For instance, if you have \(3s^{13}\) and \(4s^{13}\), both have the same variable, \(s\), and the exponent, \(13\). Therefore, they are like terms. You can combine them as follows:

• Add their coefficients: \(3 + 4 = 7\).
• The result is \(7s^{13}\).

Combining like terms reduces the complexity of the expression and is often a final step in simplifying the expression after using the distributive property. It ensures that the polynomial is expressed in the simplest possible form by consolidating similar terms.

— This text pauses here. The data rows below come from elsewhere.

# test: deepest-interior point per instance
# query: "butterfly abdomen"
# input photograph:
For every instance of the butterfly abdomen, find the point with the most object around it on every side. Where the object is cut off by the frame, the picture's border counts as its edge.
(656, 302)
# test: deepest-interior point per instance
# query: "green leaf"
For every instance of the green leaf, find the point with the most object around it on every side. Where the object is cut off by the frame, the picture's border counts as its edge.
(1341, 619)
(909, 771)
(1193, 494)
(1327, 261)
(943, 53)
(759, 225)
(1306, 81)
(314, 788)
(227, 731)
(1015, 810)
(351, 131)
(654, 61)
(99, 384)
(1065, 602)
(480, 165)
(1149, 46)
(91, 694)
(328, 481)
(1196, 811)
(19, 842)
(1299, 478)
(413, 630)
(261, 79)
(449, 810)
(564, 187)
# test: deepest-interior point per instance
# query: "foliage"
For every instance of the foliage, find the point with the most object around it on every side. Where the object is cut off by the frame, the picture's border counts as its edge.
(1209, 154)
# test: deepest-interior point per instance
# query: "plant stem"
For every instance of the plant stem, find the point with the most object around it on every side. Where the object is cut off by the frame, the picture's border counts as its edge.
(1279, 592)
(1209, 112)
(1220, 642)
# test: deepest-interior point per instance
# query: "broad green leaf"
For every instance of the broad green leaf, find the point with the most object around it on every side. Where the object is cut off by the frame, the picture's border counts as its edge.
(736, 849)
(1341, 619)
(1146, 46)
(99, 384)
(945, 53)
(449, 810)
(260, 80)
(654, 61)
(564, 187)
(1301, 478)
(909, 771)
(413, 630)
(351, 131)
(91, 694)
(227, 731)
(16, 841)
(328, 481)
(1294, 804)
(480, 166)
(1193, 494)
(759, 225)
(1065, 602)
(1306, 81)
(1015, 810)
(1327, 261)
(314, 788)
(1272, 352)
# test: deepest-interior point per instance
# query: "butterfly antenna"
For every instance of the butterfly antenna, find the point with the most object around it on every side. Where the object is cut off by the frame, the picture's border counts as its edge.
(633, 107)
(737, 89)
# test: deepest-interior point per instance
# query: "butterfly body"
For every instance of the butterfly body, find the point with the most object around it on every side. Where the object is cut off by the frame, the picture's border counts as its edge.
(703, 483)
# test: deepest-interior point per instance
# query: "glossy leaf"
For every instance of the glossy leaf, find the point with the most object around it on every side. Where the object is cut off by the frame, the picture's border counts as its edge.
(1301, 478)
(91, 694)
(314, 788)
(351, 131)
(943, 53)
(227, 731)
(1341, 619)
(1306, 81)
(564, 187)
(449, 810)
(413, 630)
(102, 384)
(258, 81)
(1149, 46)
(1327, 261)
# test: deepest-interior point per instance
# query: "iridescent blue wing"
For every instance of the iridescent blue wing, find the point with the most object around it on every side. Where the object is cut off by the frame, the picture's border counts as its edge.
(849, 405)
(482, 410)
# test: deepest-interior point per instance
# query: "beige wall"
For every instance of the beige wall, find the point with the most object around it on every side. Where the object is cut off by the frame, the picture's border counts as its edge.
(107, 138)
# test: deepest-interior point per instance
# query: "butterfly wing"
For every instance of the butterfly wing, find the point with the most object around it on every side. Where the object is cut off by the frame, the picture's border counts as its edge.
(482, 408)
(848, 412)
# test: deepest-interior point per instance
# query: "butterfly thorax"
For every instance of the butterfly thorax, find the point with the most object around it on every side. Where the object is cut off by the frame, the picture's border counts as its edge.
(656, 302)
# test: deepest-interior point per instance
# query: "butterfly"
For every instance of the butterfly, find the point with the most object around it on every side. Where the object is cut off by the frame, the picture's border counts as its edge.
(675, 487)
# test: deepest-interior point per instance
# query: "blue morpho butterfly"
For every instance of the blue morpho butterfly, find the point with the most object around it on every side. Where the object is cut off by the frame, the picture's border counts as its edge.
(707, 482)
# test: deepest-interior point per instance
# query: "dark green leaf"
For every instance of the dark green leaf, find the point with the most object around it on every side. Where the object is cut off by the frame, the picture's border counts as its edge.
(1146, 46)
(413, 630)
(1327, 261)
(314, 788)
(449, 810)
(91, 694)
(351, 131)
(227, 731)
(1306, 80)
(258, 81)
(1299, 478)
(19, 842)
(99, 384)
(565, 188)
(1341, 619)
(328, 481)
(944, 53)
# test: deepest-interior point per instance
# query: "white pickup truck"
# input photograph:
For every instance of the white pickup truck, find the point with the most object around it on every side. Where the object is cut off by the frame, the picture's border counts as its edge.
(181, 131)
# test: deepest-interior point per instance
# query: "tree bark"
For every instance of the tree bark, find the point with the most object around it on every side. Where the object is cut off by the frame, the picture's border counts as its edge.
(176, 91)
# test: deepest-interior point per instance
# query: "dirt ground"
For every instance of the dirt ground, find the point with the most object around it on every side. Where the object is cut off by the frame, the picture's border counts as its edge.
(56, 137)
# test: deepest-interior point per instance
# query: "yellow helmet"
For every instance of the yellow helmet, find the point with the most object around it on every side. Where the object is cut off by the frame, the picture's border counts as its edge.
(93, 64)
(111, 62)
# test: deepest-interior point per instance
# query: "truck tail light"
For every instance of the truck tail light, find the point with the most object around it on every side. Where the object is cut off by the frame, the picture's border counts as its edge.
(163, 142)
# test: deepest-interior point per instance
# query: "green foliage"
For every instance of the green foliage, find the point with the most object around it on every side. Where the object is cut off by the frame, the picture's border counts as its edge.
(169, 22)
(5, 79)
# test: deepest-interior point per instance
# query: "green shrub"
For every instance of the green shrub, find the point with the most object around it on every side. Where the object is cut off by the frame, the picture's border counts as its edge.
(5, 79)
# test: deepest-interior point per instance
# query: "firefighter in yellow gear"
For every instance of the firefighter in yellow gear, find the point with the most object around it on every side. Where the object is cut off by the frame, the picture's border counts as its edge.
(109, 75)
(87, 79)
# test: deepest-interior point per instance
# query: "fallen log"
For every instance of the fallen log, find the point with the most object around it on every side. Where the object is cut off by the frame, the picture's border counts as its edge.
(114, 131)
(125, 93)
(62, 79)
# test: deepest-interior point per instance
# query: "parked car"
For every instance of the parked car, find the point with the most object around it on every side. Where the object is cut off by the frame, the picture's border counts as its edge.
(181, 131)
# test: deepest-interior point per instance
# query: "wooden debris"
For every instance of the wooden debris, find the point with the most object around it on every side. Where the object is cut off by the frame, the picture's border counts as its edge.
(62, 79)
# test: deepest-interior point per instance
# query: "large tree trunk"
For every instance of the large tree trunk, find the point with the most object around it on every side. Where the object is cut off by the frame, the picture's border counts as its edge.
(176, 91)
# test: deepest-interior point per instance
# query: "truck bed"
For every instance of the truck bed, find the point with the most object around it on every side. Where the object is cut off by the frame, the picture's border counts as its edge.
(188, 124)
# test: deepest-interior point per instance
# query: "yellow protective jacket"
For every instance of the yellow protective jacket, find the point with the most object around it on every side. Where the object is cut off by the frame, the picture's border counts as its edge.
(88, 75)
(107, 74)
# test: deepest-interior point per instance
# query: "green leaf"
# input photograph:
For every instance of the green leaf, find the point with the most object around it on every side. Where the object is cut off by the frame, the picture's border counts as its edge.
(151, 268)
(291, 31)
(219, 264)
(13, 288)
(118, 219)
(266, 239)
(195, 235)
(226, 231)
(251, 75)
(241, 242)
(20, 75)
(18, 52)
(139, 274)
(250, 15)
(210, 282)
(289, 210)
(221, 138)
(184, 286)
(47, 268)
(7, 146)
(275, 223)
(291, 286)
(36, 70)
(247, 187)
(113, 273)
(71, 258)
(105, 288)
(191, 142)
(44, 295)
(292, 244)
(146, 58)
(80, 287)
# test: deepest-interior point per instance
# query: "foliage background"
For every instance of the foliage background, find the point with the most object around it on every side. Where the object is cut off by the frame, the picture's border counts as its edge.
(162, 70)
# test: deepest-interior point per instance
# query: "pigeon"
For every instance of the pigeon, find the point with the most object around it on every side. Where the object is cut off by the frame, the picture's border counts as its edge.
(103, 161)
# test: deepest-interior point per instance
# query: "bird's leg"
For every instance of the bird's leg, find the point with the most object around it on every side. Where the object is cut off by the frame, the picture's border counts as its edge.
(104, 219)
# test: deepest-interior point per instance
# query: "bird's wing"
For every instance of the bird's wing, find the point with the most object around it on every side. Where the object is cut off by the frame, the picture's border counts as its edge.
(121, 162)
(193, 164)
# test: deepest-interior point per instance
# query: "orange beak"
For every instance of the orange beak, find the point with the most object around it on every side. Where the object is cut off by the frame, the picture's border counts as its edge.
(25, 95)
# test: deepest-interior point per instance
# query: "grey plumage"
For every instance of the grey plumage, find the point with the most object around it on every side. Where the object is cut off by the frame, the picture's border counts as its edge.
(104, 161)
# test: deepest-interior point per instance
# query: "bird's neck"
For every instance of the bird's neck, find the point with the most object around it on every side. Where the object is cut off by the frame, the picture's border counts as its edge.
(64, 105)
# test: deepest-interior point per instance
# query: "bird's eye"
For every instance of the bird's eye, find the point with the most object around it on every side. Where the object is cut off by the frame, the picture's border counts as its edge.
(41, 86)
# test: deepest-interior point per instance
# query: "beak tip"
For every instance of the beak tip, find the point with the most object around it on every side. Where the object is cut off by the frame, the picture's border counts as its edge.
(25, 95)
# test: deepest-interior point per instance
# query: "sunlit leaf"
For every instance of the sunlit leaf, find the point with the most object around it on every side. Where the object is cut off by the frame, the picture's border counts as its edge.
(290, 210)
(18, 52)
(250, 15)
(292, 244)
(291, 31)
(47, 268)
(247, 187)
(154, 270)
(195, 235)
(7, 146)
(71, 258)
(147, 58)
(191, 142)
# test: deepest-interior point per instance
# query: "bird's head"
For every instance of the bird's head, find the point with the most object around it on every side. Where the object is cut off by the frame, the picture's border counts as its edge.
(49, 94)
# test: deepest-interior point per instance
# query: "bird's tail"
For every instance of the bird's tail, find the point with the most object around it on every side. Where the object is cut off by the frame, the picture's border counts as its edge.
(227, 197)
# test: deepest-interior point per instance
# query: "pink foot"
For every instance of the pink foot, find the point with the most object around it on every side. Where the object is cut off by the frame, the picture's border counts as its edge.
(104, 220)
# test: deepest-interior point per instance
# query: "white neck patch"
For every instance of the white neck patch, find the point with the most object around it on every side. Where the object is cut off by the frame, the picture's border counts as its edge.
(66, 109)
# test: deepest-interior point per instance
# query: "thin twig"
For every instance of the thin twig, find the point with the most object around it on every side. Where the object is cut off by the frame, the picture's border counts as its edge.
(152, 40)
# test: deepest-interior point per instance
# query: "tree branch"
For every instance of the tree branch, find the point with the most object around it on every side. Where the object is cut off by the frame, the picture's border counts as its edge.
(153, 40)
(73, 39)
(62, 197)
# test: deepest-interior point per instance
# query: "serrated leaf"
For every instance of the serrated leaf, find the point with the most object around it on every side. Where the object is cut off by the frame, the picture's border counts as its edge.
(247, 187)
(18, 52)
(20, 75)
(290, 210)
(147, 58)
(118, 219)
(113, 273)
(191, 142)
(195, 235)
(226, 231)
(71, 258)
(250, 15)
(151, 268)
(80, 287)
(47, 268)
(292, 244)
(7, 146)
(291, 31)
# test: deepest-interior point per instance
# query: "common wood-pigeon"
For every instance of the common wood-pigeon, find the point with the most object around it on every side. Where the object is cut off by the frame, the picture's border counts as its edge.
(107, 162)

Exponents denote how many times a number or variable is multiplied by itself. In algebra, understanding how to manipulate exponents is crucial for simplifying expressions. Here's a quick recap of key properties:

• Multiplying with the same base: Add the exponents. For example, \(s^a \cdot s^b = s^{a+b}\).
• Dividing with the same base: Subtract the exponents. Example: \(\frac{s^a}{s^b} = s^{a-b}\).
• Power of a power: Multiply the exponents. Example: \((s^a)^b = s^{ab}\).

In the context of simplifying polynomials, managing exponents accurately allows terms to be combined effectively when using the distributive property or when combining like terms. Mistakes with exponents can lead to incorrect results, so it's important always to handle them with care during algebraic simplifications.